How I Cracked the Internet and Why It’s Still Broken
Catching up With Mafiaboy. And He’s Got Some Advice for You.
The book is the story of Michael Calce’s involvement in hacking, from his early adventures on AOL, launching the attacks on Yahoo, CNN and eBay in 1999 to the resulting investigation, trial and sentencing that followed. The second part of the book covers a bit of his life afterwards. But it is mostly on how hacking has changed since his Mafiaboy days and ways for users to protect themselves online.
When I first came across the book I had to google “MafiaBoy” as, while the name sounded familiar, I couldn’t recall who he was. In short, besides his age and the high profile of his targets, his story isn’t that unique: “teen hacks website” is almost a cliche at this point with everything from James Bond to Doctor Who featuring young computer geniuses who are up to no good. So it’s worth asking beyond who was MafiaBoy, what exactly did he do, and does it matter nearly ten years on.
Who is he?
Michael Calce is an Italian Canadian who grew up in Montreal, Canada. He got started on a PC in the early 1990s and drifted into hacking initially though looking for games to play, before discovering AOL (American Online) and from there, to the Internet. Most of the book covers his Archangel/Mafiaboy (incidentally, the ‘Mafiaboy’ handle was first used by his older brother to download music) days. It ends with his release from a group home in 2002.
Since his release, he’s followed, fellow one-time black-hatter, Kevin Mitnick’s trajectory: doing time than going into the computer security business, writing a computer security column in Le Journal de Montréal as well as consulting work. That writing shows in the book as when he explains the underground economy and threats to PCs in plain English, and, it seems, without a lot of hyperbole — maybe the inflated numbers thrown around at his trial are remembered?
What did he do?
The question of whether Michael was just a “script kiddie” or the expert cracker, as early police press-releases dubbed him, seem to be a bit ambiguous. He worked with other, more experienced coders. Calce seemed to have come up with the idea of something he called an “MDDoS” (Mega-Distributed-Denial of Service) attack which boils down to being able to launch an attack on a target by chaining together many compromised computer networks. For this, he says he worked with another coder whose interest was in building the software as a challenge but had no interest in personally using it.

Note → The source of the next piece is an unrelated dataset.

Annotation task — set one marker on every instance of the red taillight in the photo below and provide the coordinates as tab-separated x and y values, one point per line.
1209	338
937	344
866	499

How was Michael caught? It seems to be a combination of him bragging on IRC (Internet Relay Chat, an early online messaging system), which led to an interest in a dormant hacking case from several years back, possibly an informer or mole either online or someone in Michael’s family or friends, and finally, his father’s house being bugged. It was a combination of old and new investigative techniques that brought the RCMP to his dad’s door at 3 am in February 2000.

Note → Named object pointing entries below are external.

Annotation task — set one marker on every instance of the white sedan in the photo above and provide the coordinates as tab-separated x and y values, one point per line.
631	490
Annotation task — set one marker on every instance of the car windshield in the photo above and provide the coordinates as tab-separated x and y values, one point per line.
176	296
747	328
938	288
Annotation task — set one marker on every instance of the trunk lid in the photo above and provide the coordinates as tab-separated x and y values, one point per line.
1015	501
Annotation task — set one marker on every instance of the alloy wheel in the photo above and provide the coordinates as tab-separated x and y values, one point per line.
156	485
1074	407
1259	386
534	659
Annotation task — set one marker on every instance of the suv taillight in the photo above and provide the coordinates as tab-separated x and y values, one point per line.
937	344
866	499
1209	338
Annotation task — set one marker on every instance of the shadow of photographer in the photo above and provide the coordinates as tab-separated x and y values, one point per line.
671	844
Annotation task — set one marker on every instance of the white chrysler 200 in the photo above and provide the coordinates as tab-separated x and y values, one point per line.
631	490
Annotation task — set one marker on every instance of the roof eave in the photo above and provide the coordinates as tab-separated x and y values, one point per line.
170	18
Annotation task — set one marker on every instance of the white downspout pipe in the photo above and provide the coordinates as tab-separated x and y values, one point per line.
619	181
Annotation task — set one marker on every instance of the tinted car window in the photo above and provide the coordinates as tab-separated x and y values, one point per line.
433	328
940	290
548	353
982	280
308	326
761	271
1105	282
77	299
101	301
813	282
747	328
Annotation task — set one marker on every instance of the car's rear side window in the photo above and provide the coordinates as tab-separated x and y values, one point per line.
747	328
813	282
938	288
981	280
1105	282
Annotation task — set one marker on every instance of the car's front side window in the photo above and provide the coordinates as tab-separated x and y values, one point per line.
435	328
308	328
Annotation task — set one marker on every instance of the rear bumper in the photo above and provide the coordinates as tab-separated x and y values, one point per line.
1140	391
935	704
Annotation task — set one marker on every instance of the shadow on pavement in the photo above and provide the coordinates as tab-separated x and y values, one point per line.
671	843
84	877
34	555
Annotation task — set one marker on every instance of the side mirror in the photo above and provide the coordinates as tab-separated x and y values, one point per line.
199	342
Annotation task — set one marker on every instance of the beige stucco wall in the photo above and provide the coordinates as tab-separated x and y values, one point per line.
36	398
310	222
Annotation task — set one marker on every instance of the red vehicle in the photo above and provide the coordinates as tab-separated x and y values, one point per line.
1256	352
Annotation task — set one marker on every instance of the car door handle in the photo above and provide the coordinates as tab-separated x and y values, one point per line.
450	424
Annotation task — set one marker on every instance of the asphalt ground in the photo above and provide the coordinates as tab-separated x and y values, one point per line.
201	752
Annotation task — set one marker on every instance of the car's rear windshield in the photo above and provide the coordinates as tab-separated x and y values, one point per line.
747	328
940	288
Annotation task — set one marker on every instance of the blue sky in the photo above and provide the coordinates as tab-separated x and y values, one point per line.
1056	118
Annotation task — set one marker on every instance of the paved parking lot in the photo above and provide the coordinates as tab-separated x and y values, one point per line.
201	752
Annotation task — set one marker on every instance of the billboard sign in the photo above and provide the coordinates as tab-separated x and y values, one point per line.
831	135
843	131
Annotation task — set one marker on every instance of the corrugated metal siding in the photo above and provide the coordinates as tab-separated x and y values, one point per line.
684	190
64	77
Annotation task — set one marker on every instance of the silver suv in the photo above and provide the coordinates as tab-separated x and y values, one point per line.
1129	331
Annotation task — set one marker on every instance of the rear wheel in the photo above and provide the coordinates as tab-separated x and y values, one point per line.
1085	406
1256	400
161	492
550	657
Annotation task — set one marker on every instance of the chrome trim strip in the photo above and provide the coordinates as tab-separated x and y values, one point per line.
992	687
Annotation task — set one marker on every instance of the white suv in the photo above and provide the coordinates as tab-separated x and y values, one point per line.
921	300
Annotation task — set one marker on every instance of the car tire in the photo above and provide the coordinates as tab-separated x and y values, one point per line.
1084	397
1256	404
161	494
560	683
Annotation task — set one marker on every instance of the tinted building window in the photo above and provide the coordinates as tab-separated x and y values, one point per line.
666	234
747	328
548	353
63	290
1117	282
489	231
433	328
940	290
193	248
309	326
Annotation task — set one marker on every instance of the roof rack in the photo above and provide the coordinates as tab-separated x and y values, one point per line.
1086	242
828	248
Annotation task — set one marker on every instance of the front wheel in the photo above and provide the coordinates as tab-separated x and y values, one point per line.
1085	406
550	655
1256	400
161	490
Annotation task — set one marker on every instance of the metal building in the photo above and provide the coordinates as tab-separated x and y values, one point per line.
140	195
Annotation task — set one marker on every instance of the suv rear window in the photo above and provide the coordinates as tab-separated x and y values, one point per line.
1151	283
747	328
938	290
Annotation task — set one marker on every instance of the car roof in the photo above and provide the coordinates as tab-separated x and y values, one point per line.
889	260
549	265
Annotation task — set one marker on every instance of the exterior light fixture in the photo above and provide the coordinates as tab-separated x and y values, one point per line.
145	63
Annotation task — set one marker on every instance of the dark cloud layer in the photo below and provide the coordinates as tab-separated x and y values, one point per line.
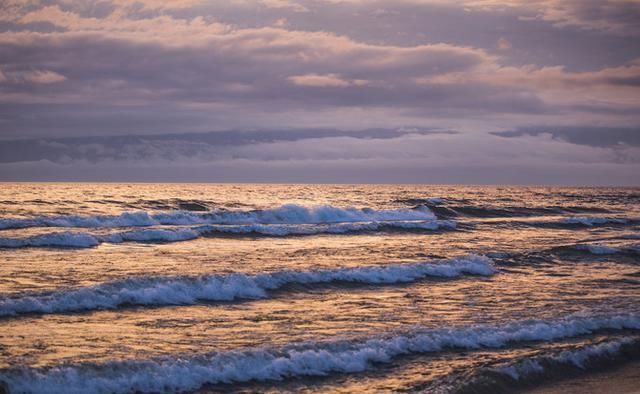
592	136
320	87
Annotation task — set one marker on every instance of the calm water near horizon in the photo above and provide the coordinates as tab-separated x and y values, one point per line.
313	288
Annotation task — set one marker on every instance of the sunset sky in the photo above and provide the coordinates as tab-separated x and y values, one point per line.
406	91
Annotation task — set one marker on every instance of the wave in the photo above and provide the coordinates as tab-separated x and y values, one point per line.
448	208
600	249
183	373
165	235
286	214
158	291
592	221
545	367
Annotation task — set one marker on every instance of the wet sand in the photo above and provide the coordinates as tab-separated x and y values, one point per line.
622	380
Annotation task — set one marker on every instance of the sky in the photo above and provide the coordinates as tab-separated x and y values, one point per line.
330	91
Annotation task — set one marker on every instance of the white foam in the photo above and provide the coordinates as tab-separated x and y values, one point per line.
190	290
286	214
186	373
578	358
88	240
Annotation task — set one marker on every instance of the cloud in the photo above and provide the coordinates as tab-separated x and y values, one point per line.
441	158
153	74
327	80
587	135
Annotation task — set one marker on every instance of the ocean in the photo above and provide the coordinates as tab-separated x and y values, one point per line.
212	288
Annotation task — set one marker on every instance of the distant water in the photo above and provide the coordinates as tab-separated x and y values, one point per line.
313	288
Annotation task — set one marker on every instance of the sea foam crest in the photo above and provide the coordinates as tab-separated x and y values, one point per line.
286	214
88	240
190	290
311	359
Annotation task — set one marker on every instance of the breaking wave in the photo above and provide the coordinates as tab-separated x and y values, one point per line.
183	373
89	240
159	291
541	368
286	214
592	221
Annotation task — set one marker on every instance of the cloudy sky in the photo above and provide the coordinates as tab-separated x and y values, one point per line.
407	91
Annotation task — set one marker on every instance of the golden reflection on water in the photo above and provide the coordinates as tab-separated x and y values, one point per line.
533	288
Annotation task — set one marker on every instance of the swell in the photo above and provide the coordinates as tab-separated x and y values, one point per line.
600	249
449	208
165	235
285	214
184	372
159	291
530	371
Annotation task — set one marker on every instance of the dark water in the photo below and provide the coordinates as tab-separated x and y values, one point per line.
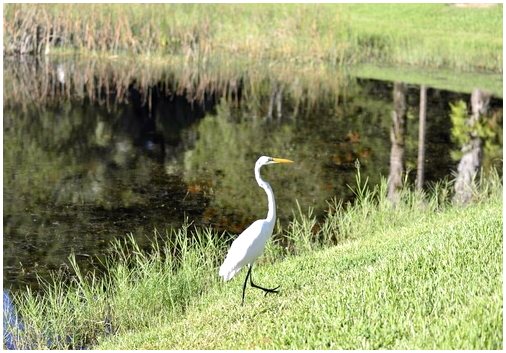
79	173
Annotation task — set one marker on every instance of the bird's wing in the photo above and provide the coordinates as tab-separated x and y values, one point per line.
245	249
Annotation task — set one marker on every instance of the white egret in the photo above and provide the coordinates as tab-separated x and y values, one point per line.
250	244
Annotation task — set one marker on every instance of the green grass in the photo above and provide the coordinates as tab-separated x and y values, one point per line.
426	35
432	283
425	274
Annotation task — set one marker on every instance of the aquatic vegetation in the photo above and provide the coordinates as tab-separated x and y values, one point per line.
424	260
430	35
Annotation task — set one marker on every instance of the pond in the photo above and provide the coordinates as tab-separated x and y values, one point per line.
93	153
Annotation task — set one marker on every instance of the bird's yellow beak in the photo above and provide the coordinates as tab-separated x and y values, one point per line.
281	160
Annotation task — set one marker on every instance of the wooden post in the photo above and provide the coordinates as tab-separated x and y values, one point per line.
470	162
421	138
397	132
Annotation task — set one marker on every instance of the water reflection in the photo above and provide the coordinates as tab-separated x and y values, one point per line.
79	171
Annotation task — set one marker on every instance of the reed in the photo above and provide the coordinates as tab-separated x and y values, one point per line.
148	290
428	35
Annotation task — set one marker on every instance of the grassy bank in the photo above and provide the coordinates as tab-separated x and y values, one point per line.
426	274
428	35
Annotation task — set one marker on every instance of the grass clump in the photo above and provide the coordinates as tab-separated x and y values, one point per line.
425	274
429	35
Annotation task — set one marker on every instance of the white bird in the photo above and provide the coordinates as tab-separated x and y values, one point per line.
250	244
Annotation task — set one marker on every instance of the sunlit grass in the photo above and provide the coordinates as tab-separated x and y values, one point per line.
425	274
428	35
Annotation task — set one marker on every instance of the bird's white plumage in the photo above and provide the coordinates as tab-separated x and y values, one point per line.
250	244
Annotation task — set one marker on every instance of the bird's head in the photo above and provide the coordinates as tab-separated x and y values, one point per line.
264	160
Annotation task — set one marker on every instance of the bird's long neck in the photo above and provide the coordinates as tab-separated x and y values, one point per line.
271	215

In the end, he pleaded guilty to 56 criminal charges and received, likely because of his age — 15 at the time of the attacks — and lack of a criminal record, eight months in a group home plus a year’s probation.
The second part of the book is about Internet security and a warning that his brand of pranksters who fought each other on IRC channels in the 1990s are far less dangerous than the less-visible but more numerous, criminally-minded hackers. The latter engage in extortion, identity theft and other profitable ventures today.
The subtitle of the book “How I Cracked the Internet and Why It’s Still Broken” should have been “How I Cracked the Internet and How It’s Still Broken”, as the second part of the book, Mafiaboy 2.0, does a good job explaining the state of security on the Internet. There isn’t a lot of ‘why’ covered in this book, apart from one, at his trial, of the Crown’s expert witness, Allan Paller, admitting that Michael’s attacks could have been blocked, but this would have involved equipment updates, i.e. money.
The mystery to me is why no-one had taken down Yahoo before Michael did in 1999? Was it that those capable of it also realized the attention it would cause? Was he just better at assembling botnets than his competitors on IRC? Was the coder he worked with that good? This wasn’t answered in the book.
In the end, the book does a fair job explaining how Michael drifted into hacking, what he eventually did and how the Internet has changed since 2000. While the book is not quite a page-turner, there’s a gentle humour, primarily through Michael’s dealing with father, such as when he explains the rules about cigars and eating, that keep the story from being too dry.